Article Text
Abstract
Introduction Prior data have described predictors of early neurologic improvement (ENI) post endovascular thrombectomy (EVT) in terms of demographics, presenting neurologic deficits, baseline function and radiographic characteristics. Herein, we aimed to describe intraprocedural predictors of ENI in patients presenting with large vessel occlusions (LVO).
Methods We performed a retrospective review of our prospectively maintained thrombectomy database to identify adult patients over 18 years of age, presenting with a large vessel occlusion requiring mechanical thrombectomy, between 1/2021-12/2022. We collected baseline demographics and comorbidities, in addition to presenting NIH Stroke Scale (NIHSS) score, ASPECTS score, and baseline Modified Rankin scale (mRS). We collected additional procedural data including mode of anesthesia, last known well (LKW) to groin puncture time, groin puncture to recanalization time, mechanism of first pass, mechanism of final pass, total number of passes, and final recanalization (TICI) score. Our primary outcome was ENI, defined as NIHSS improvement to <6 within 24 hours of procedure.

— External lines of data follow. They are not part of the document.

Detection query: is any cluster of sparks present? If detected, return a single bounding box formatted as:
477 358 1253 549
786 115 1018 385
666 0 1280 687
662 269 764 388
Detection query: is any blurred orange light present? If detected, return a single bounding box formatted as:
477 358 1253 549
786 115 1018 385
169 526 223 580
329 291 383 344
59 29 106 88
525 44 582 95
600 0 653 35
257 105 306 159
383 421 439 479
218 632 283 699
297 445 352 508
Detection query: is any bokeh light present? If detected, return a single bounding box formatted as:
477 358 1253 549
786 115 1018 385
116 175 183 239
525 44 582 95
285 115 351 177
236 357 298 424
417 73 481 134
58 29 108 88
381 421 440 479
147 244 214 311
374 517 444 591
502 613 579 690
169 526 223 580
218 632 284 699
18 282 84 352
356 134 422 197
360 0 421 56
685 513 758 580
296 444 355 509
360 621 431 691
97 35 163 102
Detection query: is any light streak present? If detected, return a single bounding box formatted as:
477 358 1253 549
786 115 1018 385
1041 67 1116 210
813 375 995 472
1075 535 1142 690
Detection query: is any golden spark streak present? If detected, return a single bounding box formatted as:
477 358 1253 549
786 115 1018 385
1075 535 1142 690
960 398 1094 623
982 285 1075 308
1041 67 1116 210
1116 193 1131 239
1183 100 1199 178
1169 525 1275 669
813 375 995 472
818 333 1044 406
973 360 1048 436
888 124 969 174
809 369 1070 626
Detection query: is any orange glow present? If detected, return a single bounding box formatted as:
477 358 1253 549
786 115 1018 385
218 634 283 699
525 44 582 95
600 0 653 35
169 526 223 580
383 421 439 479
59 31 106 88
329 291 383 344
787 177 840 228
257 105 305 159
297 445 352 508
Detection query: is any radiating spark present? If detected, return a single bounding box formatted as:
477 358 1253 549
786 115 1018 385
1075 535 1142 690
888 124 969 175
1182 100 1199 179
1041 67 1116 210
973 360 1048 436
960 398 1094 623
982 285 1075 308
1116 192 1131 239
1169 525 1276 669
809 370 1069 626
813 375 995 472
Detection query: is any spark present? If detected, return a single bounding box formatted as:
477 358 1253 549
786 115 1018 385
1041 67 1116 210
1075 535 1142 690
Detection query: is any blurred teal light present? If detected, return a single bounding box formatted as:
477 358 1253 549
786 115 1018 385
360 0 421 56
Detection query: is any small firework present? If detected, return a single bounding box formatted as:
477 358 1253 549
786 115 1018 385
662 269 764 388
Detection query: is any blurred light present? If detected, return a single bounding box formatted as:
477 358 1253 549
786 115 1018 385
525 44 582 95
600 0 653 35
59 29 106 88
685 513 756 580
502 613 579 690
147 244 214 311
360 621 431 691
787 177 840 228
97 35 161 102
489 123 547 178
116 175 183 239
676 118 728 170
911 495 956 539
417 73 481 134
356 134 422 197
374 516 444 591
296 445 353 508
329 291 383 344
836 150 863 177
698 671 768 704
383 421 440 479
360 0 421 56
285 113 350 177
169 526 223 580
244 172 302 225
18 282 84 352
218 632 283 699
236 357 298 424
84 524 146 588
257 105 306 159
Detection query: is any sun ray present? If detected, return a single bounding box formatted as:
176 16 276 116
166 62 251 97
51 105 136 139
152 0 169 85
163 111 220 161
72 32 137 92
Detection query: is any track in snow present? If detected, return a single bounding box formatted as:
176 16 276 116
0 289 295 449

Results We identified 413 patients who presented with an LVO and underwent EVT in 2021 and 2022. Median age was 72 (Interquartile range (IQR) 61-81), 210 were females (51.3%). Median presenting NIHSS score was 16 (IQR 10-21), and median NIHSS score within 24 hours was 11 (IQR 4-19). Total of 133 (32.2%) patients had ENI (NIHSS of less than 6) within 24 hours. Univariate analysis revealed that ENI patients were younger (66 vs 75, p=0.00), more likely to have a baseline mRS of 0 (83.1% vs 50.6%, p=0.00), more likely to have excellent recanalization (TICI 2C or above) (84.7% vs 61%, p=0.00), lower number of passes (p=0.04), and shorter groin to recanalization time (34 vs 48 minutes, p=0.01). ENI patients were also more likely to receive moderate anesthesia care rather than general or local anesthesia (75% vs 53.4%, p=0.00). The remaining demographics and medical comorbidities were similar between both groups. Baseline ASPECTS score, last known well to groin puncture time, tandem occlusion, and occlusion location were also similar between both groups. In a multivariate regression analysis adjusting for factors mentioned above, lower presenting NIHSS, younger age, lower number of passes, administering monitored anesthesia care, and excellent recanalization (Odds Ratio 0.90, 95% Confidence Interval (0.86-0.94), p=0.004) significantly predicted an NIHSS of less than 6 within 24 hours. First pass effect, procedural duration, final pass mechanism, and first pass mechanism did not significantly predict ENI in this model. A sub analysis of delta NIHSS in 24 hours, revealed that younger patients, lower number of passes, shorter procedural time, and excellent recanalization predicted a decrease of 6 points or above in NIHSS. Excellent recanalization remained a significant predictor of delta NIHSS in a multivariate model adjusting for similar covariates.
Conclusion In a large retrospective database, we found that excellent recanalization, defined as TICI 2C or above, significantly predicted ENI and delta NIHSS of 6 or above within 24 hours of procedure in patients with acute ischemic stroke from a large vessel occlusion.
Disclosures M. Al-Kawaz: None. D. Goldman: None. J. Scaggiante: None. K. Yaeger: None. T. Hardigan: None. C. Kellner: None. J. Fifi: None. J. Mocco: None. S. Majidi: None.